Elton's car features the upgraded in-line six with a high-compression cylinder head and a two-barrel carburetor that raised output from 96 hp to 112 hp. In their day, Terraplanes were widely regarded as exceptionally fast. Today, Elton's car is still fast enough to outpace traffic, although a subcompact would likely top the Terraplane in any real measure. To make the car more comfortable at highway speeds, Elton has replaced the original 4.11:1 final drive with a 3.23:1 unit. Radial tires keep the Terraplane tracking straight, a blessing since the steering is quite lifeless on-center. Put the Terraplane through a turn, though, and the steering wheel takes on some serious heft, fitting for its monstrous diameter. At our first right-hand turn, I fear, for a heartbeat, that I'll direct the irreplaceable car into a pickup truck stopped in the left-turn lane. Without thinking, I work my hands faster and we make it past by a wide margin.
Like any car from this era, the Terraplane is a challenge for a rookie to drive fluidly, but Elton shows the casual mastery of experience. Piloting the car along a winding riverside two-lane, he asserts that the 1937 coupe "handles better than a Jeep Wrangler," and we don't contest that. Rigid axles in the front and rear are connected in a manner that limits roll, so the tall Terraplane exhibits surprising body control. More noticeable is a front-to-rear pitching induced by bumps and potholes. Still, the suspension and ride are better described as simple and direct rather than crude or harsh. Even today, when an isolated family sedan can legitimately qualify as a performance car, it's easy to see how this relic from eight decades ago earned its reputation.

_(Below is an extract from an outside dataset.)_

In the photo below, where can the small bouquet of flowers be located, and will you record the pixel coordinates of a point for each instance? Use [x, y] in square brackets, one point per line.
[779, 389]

Much like Essex, Terraplane proved to be an indisputable success. In 1936, for every Hudson-branded car sold, Terraplane delivered almost four vehicles. So it's practically inexplicable that the parent company abandoned the marque so quickly. The cars were called Terraplane Hudson in 1937, Hudson Terraplane in 1938, and disappeared by 1939, having been replaced by the smaller Hudson 112. The company's ability to produce exciting cars wasn't over yet, but the Terraplane name was gone forever.